Residuals are the difference between the observed values of \(Y\) and the predicted values. You can think of residuals as the proportion of \(Y\) unaccounted for by the model.
\[ \mbox{residuals} = Y - \hat{Y} \]
We can draw the residuals from our model like so:
ggplot(df.xy, aes(x = X)) +
geom_point(aes(y = fit.xy$residuals)) +
geom_hline(yintercept = 0, color = 'red', linetype = "dashed") +
labs(x = "X", y = "Residuals")
When the linear regression model is appropriate, residuals should be centered around zero and should show no strong trends or extreme differences in spread for different values of \(X\).
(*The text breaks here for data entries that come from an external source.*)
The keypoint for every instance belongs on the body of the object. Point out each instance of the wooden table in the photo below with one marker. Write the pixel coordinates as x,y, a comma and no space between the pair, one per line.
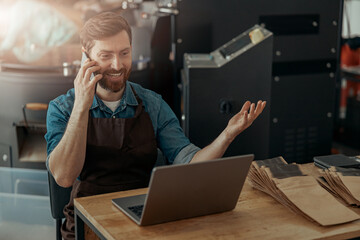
256,216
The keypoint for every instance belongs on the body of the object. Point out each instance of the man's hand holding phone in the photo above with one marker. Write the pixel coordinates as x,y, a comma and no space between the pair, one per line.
85,83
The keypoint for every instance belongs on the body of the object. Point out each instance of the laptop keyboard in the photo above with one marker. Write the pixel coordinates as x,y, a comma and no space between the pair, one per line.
137,210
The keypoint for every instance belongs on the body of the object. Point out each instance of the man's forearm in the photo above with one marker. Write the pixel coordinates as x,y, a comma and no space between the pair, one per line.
67,159
215,150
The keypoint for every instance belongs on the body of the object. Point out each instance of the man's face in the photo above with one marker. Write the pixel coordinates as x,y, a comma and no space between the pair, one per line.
113,54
Regression can be viewed as a decomposition of the sum-of-squared deviations..
\[ ss(Y) = ss(\hat{Y}) + ss(\mbox{residuals}) \]
Let’s check this for our example:
ss.Y <- sum((Y - mean(Y))^2)
ss.Yhat <- sum((fit.xy$fitted.values - mean(Y))^2)
ss.residuals <- sum(fit.xy$residuals^2)
ss.Y
[1] 412.6
ss.Yhat + ss.residuals
[1] 412.6
We can use the sum-of-square decomposition to understand the relative proportion of variance “explained” (accounted for) by the regression model.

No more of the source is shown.